En quoi REBO apporte une solution qui n’existait pas sur le marché?

Face à cette urgence à lutter contre le plastique, nous ne pouvons plus rester sans rien faire. Notre bouteille intelligente en acier inoxydable et réutilisable à l’infini apporte une réponse technologique qui permet à chacun, lorsqu’il remplit sa bouteille, de contribuer au ramassage des déchets plastiques. C’est une première mondiale, à notre connaissance.

Avec la bouteille REBO, c’est un choix écologique, qui empêche les bouteilles en plastique de finir dans les océans.
 

Vous vous êtes associés à la start-up suisse Alpine Tech.

Avec ce partenariat stratégique avec Alpine Tech, ex EPFL et la technologie embarquée dans son bouchon, la gourde enregistre votre consommation d’eau et à chaque remplissage, émet des crédits sur la blockchain, qui permettent alors de financer le ramassage des bouteilles usagées.
 
Celui-ci est opéré par l’association Plastic Bank qui donne ainsi du travail et un revenu aux populations locales. Le coût de ramassage sera couvert par REBO.
 

REBO est présente sur une plateforme Indiegogo.
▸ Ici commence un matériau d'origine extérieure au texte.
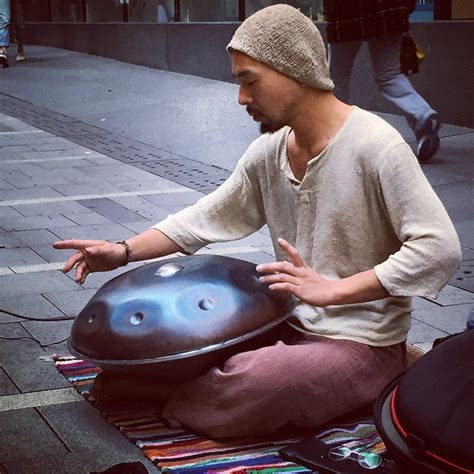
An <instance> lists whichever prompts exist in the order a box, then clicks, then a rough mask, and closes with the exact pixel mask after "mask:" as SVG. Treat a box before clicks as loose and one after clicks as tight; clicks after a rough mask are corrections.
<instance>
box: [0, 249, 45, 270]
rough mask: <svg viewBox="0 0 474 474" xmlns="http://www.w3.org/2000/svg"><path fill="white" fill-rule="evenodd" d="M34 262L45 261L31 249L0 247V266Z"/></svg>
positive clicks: (22, 264)
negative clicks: (1, 247)
mask: <svg viewBox="0 0 474 474" xmlns="http://www.w3.org/2000/svg"><path fill="white" fill-rule="evenodd" d="M34 263H45V260H44V259H43V258H41V257H40V256H39V255H38V254H37V253H35V252H33V250H31V249H26V248H21V249H0V267H11V266H13V265H29V264H34Z"/></svg>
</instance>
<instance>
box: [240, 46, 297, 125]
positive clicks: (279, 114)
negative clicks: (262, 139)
mask: <svg viewBox="0 0 474 474" xmlns="http://www.w3.org/2000/svg"><path fill="white" fill-rule="evenodd" d="M231 61H232V75H233V76H234V77H235V78H236V79H237V80H238V81H239V99H238V101H239V104H240V105H243V106H245V107H246V109H247V113H248V114H249V115H250V116H251V117H253V119H254V120H255V121H256V122H259V123H260V131H261V132H262V133H266V132H276V131H277V130H279V129H280V128H282V127H284V126H285V125H288V124H289V123H290V122H291V120H292V118H293V116H294V114H295V113H296V107H295V106H296V104H297V103H298V101H299V100H300V99H301V95H302V88H303V86H301V85H300V84H298V83H297V82H296V81H293V80H292V79H290V78H288V77H287V76H285V75H283V74H281V73H279V72H277V71H275V70H274V69H271V68H269V67H267V66H265V65H264V64H262V63H259V62H258V61H255V60H254V59H252V58H250V57H249V56H247V55H246V54H243V53H240V52H238V51H232V52H231Z"/></svg>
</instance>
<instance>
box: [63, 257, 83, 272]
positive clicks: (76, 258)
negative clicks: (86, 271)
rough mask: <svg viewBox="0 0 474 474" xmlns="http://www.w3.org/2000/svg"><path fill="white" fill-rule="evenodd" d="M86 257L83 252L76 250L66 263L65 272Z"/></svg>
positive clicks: (70, 268) (65, 263) (63, 271)
mask: <svg viewBox="0 0 474 474" xmlns="http://www.w3.org/2000/svg"><path fill="white" fill-rule="evenodd" d="M83 259H84V255H83V254H82V252H76V253H75V254H74V255H71V256H70V257H69V259H68V260H67V262H66V263H65V264H64V267H63V272H64V273H67V272H68V271H69V270H71V269H72V268H74V267H75V266H76V265H77V264H78V263H79V262H80V261H81V260H83Z"/></svg>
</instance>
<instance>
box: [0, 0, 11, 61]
mask: <svg viewBox="0 0 474 474" xmlns="http://www.w3.org/2000/svg"><path fill="white" fill-rule="evenodd" d="M10 15H11V8H10V0H0V66H1V67H2V68H5V67H8V57H7V48H8V46H9V45H10V32H9V31H8V25H9V24H10Z"/></svg>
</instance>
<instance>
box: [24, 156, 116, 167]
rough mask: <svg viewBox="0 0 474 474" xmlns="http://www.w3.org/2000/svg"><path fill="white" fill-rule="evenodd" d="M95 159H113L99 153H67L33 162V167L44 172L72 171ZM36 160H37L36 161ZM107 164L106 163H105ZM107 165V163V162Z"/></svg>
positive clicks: (28, 161) (93, 164) (92, 162)
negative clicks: (54, 171) (95, 158)
mask: <svg viewBox="0 0 474 474" xmlns="http://www.w3.org/2000/svg"><path fill="white" fill-rule="evenodd" d="M89 157H95V158H96V159H97V160H104V161H105V160H107V159H110V160H112V161H114V160H113V158H109V157H106V156H105V155H100V154H99V153H95V154H94V155H80V156H77V155H76V156H75V155H69V154H68V153H67V152H65V153H64V156H58V157H56V158H40V159H39V160H43V161H35V162H34V163H35V165H36V166H37V167H38V168H40V169H46V170H72V169H74V167H76V166H82V165H87V164H89V163H91V162H90V160H93V159H94V158H89ZM36 160H38V158H37V159H36ZM106 162H107V161H106ZM29 163H30V161H26V163H25V164H27V165H28V164H29ZM107 163H108V162H107ZM109 164H110V163H109ZM94 165H95V164H94V161H92V163H91V164H90V166H94Z"/></svg>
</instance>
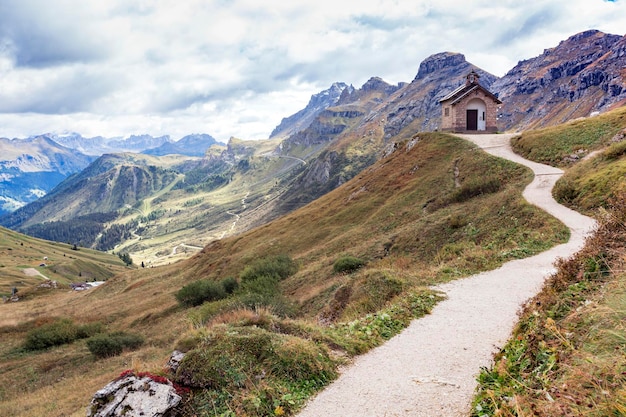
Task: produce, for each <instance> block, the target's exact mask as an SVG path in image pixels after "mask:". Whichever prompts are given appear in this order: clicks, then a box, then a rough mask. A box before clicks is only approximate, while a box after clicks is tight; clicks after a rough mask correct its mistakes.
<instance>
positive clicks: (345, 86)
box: [270, 82, 354, 138]
mask: <svg viewBox="0 0 626 417" xmlns="http://www.w3.org/2000/svg"><path fill="white" fill-rule="evenodd" d="M344 91H348V92H351V91H354V87H352V86H348V85H347V84H346V83H342V82H335V83H333V84H332V85H331V86H330V87H329V88H328V89H326V90H323V91H320V92H319V93H317V94H313V95H312V96H311V99H310V100H309V103H308V104H307V106H306V107H305V108H304V109H302V110H300V111H299V112H297V113H295V114H292V115H291V116H289V117H285V118H283V120H282V121H281V122H280V124H279V125H278V126H276V128H274V130H273V131H272V133H271V134H270V138H273V137H277V136H282V137H287V136H290V135H292V134H294V133H296V132H298V131H300V130H303V129H305V128H306V127H307V126H308V125H309V124H310V123H311V122H312V121H313V119H315V117H316V116H317V115H318V114H320V113H321V112H322V111H323V110H325V109H327V108H328V107H331V106H334V105H335V104H336V103H337V101H338V100H339V98H340V97H341V94H342V93H343V92H344Z"/></svg>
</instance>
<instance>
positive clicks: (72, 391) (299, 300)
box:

Quid de la distribution de cette bouteille? Sera-t-elle multicanaux?

Nous cherchons activement un partenaire stratégique pour la distribution à l’échelle globale.
Nous développons une stratégie B2B, voire DTC (direct to consumers) alliant la distribution physique et online.
 
Développé en partenariat avec APTAR, le leader mondial dans l’industrie des systèmes de distribution, REBO vient de clôturer son premier tour de table, recevant notamment le support du Next Generation Fund. REBO est actuellement en phase de certification par Gold Standard, basé à la maison de l’environnement à Genève et qui s’inscrit dans les Objectifs de développement durable (ODD) des Nations-Unies.
 
 
Après ce pré-lancement via une campagne de crownd funding, quelles sont vos priorités?

Outre la distribution, nous réfléchissons à des axes complémentaires à REBO, comme celui du sport, de la santé, des assurances, des objets connectés.

Une App fonctionnant sous IOS et Android et connectée à la bouteille vous permet de suivre les crédits générés, le nombre de bouteilles en plastique que vous n’avez pas consommées et celles qui ont été ramassées grâce à vous. Et parce que REBO prend non seulement soin de la planète mais aussi de vous, l’App intègre un programme personnalisé d’hydratation.